Architecture¶
Sploink's central abstraction is the bipartite mapping between workflow steps and hardware types. This page explains the two-layer model and how to open the interactive viz.
The two layers, named¶
WORKFLOW IR (customer) HARDWARE TYPES (sploink targets)
┌───── CPU ───────┐
classify ────────────────────────────────► │ • Ollama │
│ ○ Salad │
rerank ──────────────────────────────────► │ ○ RunPod │
└─────────────────┘
extract ─────────────────────────────────► ┌───── LPU ───────┐
│ • Groq │
reason ──────────────────────────────────► │ ○ Cerebras │
└─────────────────┘
verify ──────────────────────────────────► ┌──── GPU ────────┐
│ ○ Together │
│ ○ RunPod │
└─────────────────┘
┌─ Frontier API ──┐
│ ○ Anthropic │
│ ○ OpenAI │
└─────────────────┘
Layer 1 — Hardware-type policy¶
The routing decision: which kind of hardware is best for this step type?

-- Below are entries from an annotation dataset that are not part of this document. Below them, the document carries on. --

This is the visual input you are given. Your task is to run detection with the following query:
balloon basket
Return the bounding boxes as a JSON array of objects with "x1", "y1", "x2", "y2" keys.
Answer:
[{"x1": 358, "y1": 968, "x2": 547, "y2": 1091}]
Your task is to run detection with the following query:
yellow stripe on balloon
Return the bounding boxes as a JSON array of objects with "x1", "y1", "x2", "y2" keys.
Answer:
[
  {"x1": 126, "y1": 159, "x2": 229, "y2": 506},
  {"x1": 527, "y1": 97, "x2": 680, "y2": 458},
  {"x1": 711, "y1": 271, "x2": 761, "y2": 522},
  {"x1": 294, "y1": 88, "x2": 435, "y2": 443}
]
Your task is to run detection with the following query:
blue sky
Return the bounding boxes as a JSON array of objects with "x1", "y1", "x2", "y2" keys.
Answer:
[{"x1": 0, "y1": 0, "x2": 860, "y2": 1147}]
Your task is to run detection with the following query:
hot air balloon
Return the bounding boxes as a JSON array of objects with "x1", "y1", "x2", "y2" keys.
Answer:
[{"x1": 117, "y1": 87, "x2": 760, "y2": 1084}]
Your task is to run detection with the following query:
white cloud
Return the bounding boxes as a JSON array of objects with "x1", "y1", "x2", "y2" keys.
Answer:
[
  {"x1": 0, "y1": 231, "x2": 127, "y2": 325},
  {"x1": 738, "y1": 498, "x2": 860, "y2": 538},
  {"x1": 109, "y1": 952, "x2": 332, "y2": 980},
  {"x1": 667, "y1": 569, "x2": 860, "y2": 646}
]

HW_ROUTED_POLICY: dict[str, str] = {
"classify": "cpu",
"rerank": "cpu",
"extract": "cpu",
"verify": "cpu",
"reason": "lpu",
}
This policy is the strategic layer. Sploink's job is to learn good policies from observed telemetry — which (step, hardware-type) pairs preserve quality at lower cost.

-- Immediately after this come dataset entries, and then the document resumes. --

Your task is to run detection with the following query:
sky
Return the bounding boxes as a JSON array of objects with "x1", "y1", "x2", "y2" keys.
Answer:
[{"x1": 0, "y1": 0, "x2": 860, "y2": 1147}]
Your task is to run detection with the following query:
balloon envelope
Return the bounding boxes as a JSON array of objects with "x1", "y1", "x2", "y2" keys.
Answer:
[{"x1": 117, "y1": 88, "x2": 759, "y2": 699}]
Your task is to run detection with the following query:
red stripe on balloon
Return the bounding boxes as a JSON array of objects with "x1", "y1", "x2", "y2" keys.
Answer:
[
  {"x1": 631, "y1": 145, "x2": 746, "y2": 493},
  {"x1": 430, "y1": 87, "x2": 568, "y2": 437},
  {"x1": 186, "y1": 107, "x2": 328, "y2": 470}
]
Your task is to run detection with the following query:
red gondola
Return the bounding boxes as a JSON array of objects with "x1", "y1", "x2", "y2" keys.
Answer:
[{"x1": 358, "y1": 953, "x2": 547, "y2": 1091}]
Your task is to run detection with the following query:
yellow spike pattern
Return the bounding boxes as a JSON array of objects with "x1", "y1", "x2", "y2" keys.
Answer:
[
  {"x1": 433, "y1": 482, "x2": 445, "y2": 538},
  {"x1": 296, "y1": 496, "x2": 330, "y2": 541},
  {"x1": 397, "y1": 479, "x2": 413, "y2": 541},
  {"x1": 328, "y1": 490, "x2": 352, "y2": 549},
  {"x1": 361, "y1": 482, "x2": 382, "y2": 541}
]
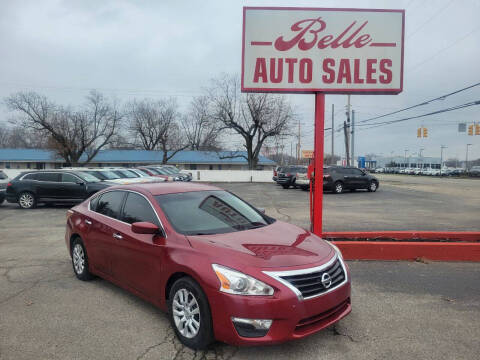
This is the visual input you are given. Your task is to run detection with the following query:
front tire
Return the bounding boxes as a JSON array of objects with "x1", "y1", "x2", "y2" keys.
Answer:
[
  {"x1": 333, "y1": 181, "x2": 343, "y2": 194},
  {"x1": 18, "y1": 191, "x2": 37, "y2": 209},
  {"x1": 72, "y1": 237, "x2": 93, "y2": 281},
  {"x1": 368, "y1": 181, "x2": 378, "y2": 192},
  {"x1": 168, "y1": 277, "x2": 214, "y2": 350}
]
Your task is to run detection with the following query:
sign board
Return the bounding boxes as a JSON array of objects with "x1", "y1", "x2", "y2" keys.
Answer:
[
  {"x1": 242, "y1": 7, "x2": 405, "y2": 94},
  {"x1": 302, "y1": 150, "x2": 313, "y2": 159}
]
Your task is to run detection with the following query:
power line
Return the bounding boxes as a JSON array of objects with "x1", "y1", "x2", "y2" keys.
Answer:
[
  {"x1": 357, "y1": 82, "x2": 480, "y2": 126},
  {"x1": 357, "y1": 100, "x2": 480, "y2": 130}
]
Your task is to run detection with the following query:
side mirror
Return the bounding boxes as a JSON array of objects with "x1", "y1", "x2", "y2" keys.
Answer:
[{"x1": 132, "y1": 222, "x2": 160, "y2": 235}]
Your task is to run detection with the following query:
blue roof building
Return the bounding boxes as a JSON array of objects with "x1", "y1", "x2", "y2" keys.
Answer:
[{"x1": 0, "y1": 149, "x2": 276, "y2": 170}]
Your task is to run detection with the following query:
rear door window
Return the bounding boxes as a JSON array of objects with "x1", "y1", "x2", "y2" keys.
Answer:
[
  {"x1": 36, "y1": 173, "x2": 60, "y2": 182},
  {"x1": 95, "y1": 191, "x2": 125, "y2": 220},
  {"x1": 62, "y1": 174, "x2": 80, "y2": 183},
  {"x1": 121, "y1": 192, "x2": 160, "y2": 226}
]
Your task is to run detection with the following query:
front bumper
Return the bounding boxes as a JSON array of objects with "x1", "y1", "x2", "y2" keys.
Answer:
[{"x1": 207, "y1": 262, "x2": 351, "y2": 345}]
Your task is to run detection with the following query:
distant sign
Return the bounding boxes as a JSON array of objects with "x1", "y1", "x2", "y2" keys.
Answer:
[
  {"x1": 302, "y1": 150, "x2": 313, "y2": 159},
  {"x1": 242, "y1": 7, "x2": 405, "y2": 94}
]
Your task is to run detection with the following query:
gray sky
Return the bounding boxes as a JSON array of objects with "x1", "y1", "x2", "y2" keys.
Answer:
[{"x1": 0, "y1": 0, "x2": 480, "y2": 159}]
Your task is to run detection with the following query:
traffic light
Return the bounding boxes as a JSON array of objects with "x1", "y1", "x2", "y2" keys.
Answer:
[{"x1": 468, "y1": 125, "x2": 473, "y2": 136}]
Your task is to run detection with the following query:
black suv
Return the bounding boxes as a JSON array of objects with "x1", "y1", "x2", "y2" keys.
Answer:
[
  {"x1": 323, "y1": 166, "x2": 379, "y2": 194},
  {"x1": 277, "y1": 165, "x2": 307, "y2": 189},
  {"x1": 6, "y1": 170, "x2": 112, "y2": 209}
]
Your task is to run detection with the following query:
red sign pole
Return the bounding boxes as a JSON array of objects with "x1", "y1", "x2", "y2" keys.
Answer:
[{"x1": 310, "y1": 92, "x2": 325, "y2": 236}]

Layer 2 — Substrate selection¶
The substrate resolution: given a hardware type, which provider instance serves it right now?
SUBSTRATE_INSTANCES: dict[str, list[dict]] = {
"cpu": [
{"provider": "ollama", "model": "llama3.1:8b"},
# future: {"provider": "salad", "model": "llama3.1:8b"},
],
"lpu": [
{"provider": "groq", "model": "llama-3.1-8b-instant"},
# future: {"provider": "cerebras", "model": "llama-3.1-8b"},
],
...
}
def select_substrate(hardware_type: str) -> dict:
"""First-available today. Tomorrow: filter by availability, pick by cost."""

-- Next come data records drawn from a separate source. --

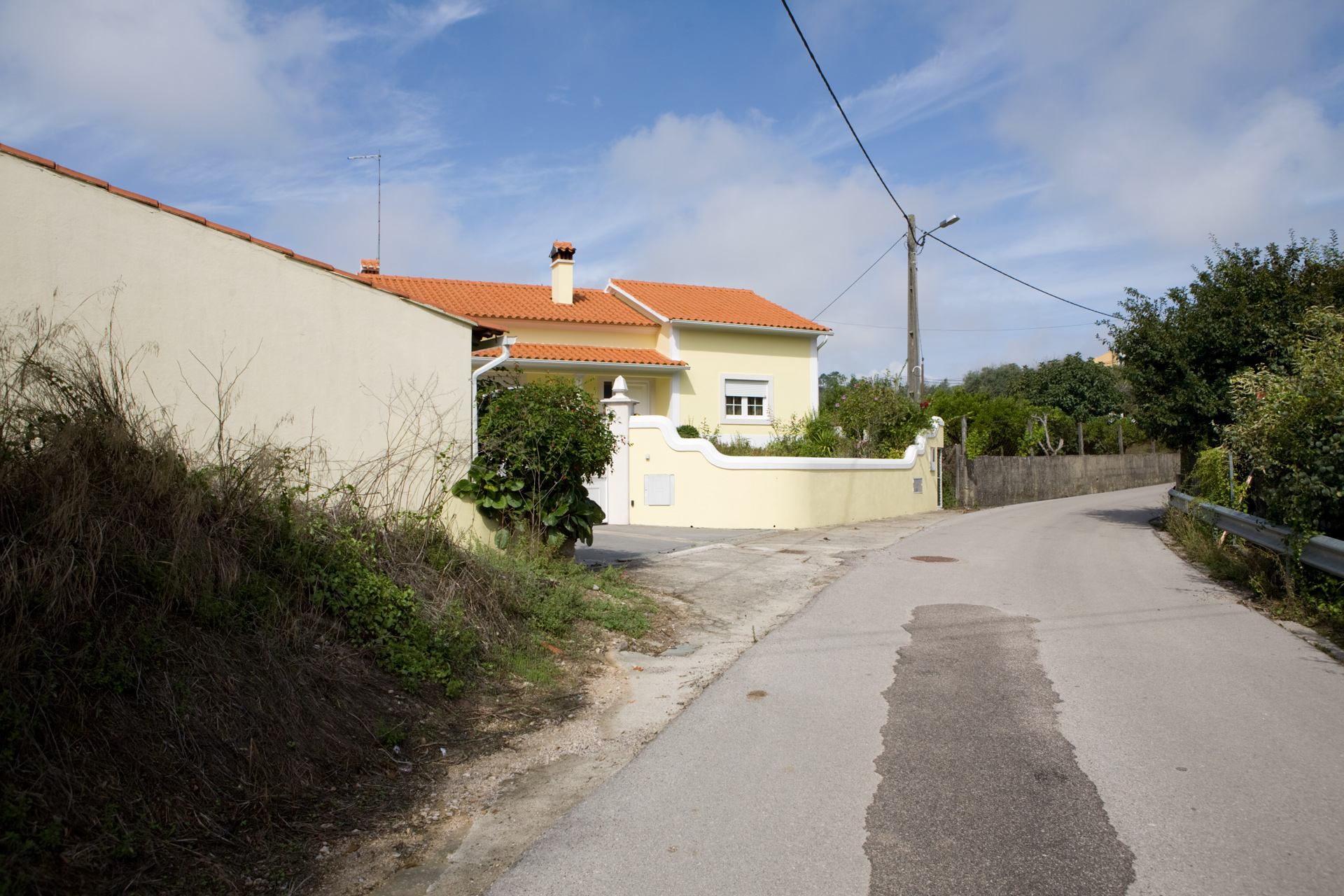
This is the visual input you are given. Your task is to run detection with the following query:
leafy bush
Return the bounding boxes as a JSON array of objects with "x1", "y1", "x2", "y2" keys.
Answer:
[
  {"x1": 825, "y1": 374, "x2": 932, "y2": 456},
  {"x1": 453, "y1": 377, "x2": 615, "y2": 547},
  {"x1": 1223, "y1": 307, "x2": 1344, "y2": 538},
  {"x1": 0, "y1": 317, "x2": 649, "y2": 893}
]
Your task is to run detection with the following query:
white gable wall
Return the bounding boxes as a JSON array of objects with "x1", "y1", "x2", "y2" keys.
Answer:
[{"x1": 0, "y1": 153, "x2": 470, "y2": 502}]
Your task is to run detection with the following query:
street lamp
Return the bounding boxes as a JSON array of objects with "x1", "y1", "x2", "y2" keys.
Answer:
[
  {"x1": 906, "y1": 215, "x2": 961, "y2": 402},
  {"x1": 345, "y1": 153, "x2": 383, "y2": 263}
]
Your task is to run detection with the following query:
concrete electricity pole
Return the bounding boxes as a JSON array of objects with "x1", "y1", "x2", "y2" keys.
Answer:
[
  {"x1": 906, "y1": 215, "x2": 923, "y2": 402},
  {"x1": 906, "y1": 215, "x2": 961, "y2": 402}
]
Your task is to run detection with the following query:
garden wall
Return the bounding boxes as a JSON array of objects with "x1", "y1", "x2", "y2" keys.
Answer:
[
  {"x1": 967, "y1": 453, "x2": 1180, "y2": 507},
  {"x1": 612, "y1": 415, "x2": 944, "y2": 529}
]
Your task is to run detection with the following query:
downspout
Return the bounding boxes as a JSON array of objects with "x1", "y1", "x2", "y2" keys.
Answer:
[{"x1": 472, "y1": 336, "x2": 517, "y2": 461}]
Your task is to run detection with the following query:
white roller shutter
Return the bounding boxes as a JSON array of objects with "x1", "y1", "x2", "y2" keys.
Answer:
[
  {"x1": 644, "y1": 473, "x2": 676, "y2": 506},
  {"x1": 723, "y1": 380, "x2": 770, "y2": 398}
]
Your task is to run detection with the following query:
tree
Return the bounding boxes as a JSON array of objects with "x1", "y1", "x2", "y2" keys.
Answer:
[
  {"x1": 1017, "y1": 352, "x2": 1125, "y2": 419},
  {"x1": 1227, "y1": 307, "x2": 1344, "y2": 538},
  {"x1": 961, "y1": 364, "x2": 1023, "y2": 398},
  {"x1": 1109, "y1": 232, "x2": 1344, "y2": 469}
]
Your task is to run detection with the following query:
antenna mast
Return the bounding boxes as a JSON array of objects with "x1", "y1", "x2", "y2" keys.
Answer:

return SUBSTRATE_INSTANCES[hardware_type][0]
This layer is operational. Adding a new provider for an existing hardware type is one line of config. Switching providers based on availability, region, or rate-limit headroom is the selector's job, invisible to the policy.
Why decouple?¶
| Together (today) | Decoupled (now) | |
|---|---|---|
| Adding a new provider | Edit every routing rule that uses that hardware type | One line in SUBSTRATE_INSTANCES |
| Adding a new hardware type | Edit every strategy that should be aware of it | One line + a dispatcher branch |
| Switching providers by region | Hardcoded per strategy | Selector logic |
| Learned routing trains on... | Provider-specific decisions | Hardware-type decisions (transferable across providers) |
This mirrors how compilers work — instruction selection (which kind of op) is decoupled from instruction scheduling (which physical resource).
Interactive diagram¶
Open the bipartite architecture viz in your browser:
This generates sploink_architecture.html — a single-file SVG diagram with:
- Workflow IR (left) — read live from
bench.graphs.GRAPHS - Hardware types (right) — each containing nested substrate instances
- Bipartite edges — Layer 1 (workflow step → hardware type) for the selected strategy
- Active instance dots inside each hardware box — Layer 2 (which provider serves this type)
Strategy switcher in the header shows how Layer 1 changes between cpu_only / lpu_only / hw_routed.
# Switch the default workflow or strategy shown:
python -m sploink.architecture --workflow parallel_dag --strategy hw_routed
python -m sploink.architecture --workflow linear --strategy cpu_only
How it relates to the rest of sploink¶
| Layer | Owned by | Code location |
|---|---|---|
| Workflow IR | Customer (their framework — LangGraph, DSPy, plain Python) | their code, observed via sploink.wrap() |
| Workflow Graph data structure | Sploink | sploink/graph.py |
| Hardware-type policy (Layer 1) | Sploink (and configurable by customer) | bench/strategies.py HW_POLICIES |
| Substrate instances (Layer 2 catalog) | Sploink + customer's available providers | bench/strategies.py SUBSTRATE_INSTANCES |
| Dispatch | Sploink (substrate-specific call adapters) | bench/strategies.py _dispatch |
| Trace | Sploink | sploink/trace.py |
The customer brings the IR. Sploink brings everything from policy down.